Agner`s CPU blog

A design without a TLB

Author: Agner

Date: 2016-03-11 05:50

I wonder if it is possible to design a microprocessor without a Translation Look-aside Buffer (TLB). A TLB is a cache that is used for virtual address translation. The TLB is quite big and complicated in many modern processors. Some processors even have two TLB levels. It costs a lot of silicon space and a performance loss because of TLB misses.

One of the most compelling reasons for having virtual address translation in current systems is, as I understand it, that you can run multiple instances of the same program. The multiple instances share the same code segment in order to save memory, but they cannot share writeable data segments. The code segment contains references to the data segment. If multiple running instances share the same code segment then they will also share the same data addresses. The only way to keep the data of different running instances separate is to have the same virtual addresses but different physical addresses for each process.

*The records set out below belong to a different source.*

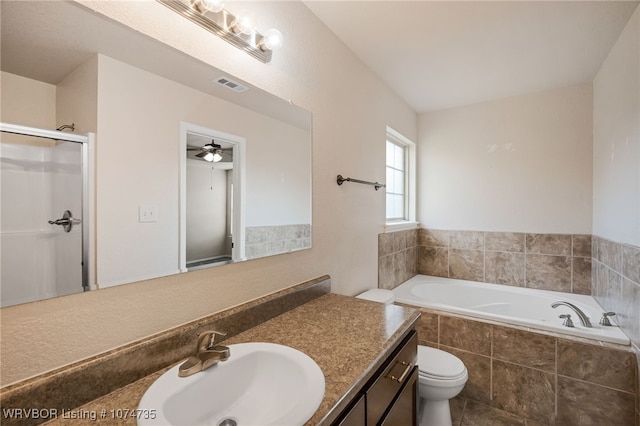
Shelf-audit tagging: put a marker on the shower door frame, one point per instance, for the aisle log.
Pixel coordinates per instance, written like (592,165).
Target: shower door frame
(87,143)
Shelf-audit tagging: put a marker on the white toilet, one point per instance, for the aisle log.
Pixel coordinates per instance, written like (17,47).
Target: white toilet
(441,375)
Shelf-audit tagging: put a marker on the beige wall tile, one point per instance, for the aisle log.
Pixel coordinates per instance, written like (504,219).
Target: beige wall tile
(477,414)
(433,238)
(478,386)
(596,364)
(523,391)
(581,245)
(460,333)
(427,327)
(631,263)
(385,272)
(385,244)
(466,264)
(466,240)
(504,241)
(412,238)
(456,405)
(582,403)
(610,254)
(629,314)
(581,275)
(399,240)
(548,272)
(433,261)
(504,268)
(556,244)
(524,348)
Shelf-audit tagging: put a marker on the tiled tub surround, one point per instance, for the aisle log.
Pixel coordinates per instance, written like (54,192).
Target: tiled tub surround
(86,380)
(521,377)
(616,286)
(263,241)
(560,262)
(396,257)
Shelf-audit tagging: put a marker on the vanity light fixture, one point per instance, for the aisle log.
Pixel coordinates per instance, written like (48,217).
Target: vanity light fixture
(239,30)
(211,152)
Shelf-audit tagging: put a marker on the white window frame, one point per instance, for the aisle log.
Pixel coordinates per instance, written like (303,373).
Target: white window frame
(410,182)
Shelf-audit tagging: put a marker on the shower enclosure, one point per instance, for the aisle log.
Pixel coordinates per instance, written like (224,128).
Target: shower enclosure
(44,227)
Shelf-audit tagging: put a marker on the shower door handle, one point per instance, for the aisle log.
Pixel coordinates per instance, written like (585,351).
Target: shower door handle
(66,221)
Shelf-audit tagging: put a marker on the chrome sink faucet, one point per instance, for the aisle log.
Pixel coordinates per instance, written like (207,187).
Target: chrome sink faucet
(207,354)
(584,319)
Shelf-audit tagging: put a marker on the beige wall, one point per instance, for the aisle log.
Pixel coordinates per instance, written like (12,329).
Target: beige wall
(27,102)
(351,108)
(521,164)
(616,131)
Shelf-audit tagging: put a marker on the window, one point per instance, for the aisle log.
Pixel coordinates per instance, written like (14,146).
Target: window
(400,167)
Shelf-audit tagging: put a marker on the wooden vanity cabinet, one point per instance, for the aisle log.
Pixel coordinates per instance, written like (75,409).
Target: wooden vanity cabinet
(390,397)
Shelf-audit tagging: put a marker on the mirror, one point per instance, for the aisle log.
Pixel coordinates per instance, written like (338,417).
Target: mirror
(148,104)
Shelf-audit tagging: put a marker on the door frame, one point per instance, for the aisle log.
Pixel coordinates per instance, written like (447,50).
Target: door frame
(238,173)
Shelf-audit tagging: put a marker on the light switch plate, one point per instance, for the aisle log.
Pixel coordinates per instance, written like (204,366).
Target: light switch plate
(148,213)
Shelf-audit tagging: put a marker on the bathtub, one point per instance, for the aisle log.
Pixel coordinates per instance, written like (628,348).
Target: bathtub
(512,305)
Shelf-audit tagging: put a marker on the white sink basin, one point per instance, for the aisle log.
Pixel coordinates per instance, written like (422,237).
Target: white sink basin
(260,384)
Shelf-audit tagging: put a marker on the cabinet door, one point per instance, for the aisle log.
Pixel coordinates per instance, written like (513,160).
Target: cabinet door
(355,416)
(404,410)
(387,385)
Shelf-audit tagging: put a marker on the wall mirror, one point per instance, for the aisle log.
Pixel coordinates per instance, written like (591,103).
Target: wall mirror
(153,109)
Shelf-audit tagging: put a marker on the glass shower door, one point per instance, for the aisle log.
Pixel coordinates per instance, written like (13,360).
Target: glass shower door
(41,228)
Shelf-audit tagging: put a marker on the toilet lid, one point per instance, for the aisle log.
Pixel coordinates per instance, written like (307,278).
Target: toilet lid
(436,363)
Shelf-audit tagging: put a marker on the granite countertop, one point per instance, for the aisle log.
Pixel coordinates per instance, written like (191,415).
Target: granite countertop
(347,337)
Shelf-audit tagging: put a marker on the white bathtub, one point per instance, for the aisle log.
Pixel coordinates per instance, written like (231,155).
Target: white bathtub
(513,305)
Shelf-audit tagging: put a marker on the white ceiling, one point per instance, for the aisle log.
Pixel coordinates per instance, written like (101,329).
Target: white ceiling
(442,54)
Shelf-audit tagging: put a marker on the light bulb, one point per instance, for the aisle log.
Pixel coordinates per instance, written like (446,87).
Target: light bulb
(203,6)
(272,39)
(244,23)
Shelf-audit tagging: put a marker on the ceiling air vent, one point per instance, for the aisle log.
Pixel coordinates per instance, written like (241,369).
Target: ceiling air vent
(231,84)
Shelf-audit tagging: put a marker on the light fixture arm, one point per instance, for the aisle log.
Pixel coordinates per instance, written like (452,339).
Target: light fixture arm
(221,23)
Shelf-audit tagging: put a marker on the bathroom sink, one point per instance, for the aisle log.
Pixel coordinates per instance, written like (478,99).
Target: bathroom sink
(260,384)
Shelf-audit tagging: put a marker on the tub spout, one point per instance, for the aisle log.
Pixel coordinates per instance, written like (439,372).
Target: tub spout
(584,319)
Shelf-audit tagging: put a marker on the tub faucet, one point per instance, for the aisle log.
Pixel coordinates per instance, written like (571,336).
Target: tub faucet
(207,354)
(584,320)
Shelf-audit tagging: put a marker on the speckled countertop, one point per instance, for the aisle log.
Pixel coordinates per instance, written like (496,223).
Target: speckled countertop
(347,337)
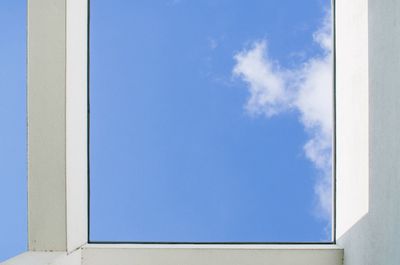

We can avoid most of the costs of the TLB and virtual address translation by having a special register that points to the data segment of the process. The program code should access its data segment through this pointer. Multiple instances of the same program will have different values in their data segment pointer. This allows them to share the same code segment while having different data segments.

Another use of the TLB is to manage the situation where we are out of physical memory or the memory has become too fragmented. The virtual address translation allows the memory segments to be moved or swapped to a disk. This problem can hopefully be reduced. RAM is cheap today. A well-designed application uses typically 1 MB of memory while a state-of-the-art PC today has 16 GB of RAM or more. Nobody runs 16,000 different applications, not even on a server. Unfortunately, some applications are wildly bloated. This should of course be discouraged. The need for byte-code interpreters, just-in-time compilation and other RAM-hungry frameworks will hopefully be reduced when the instruction set is standardized so that the compiled code will be compatible with many platforms.

We may still need some virtual address translation if we run out of RAM or for the sake of making virtual machines, but it will be a coarse-grained translation with one or a few large contiguous blocks of memory for each process, rather than the fine-grained translation of current systems with a large number of fixed-size memory blocks.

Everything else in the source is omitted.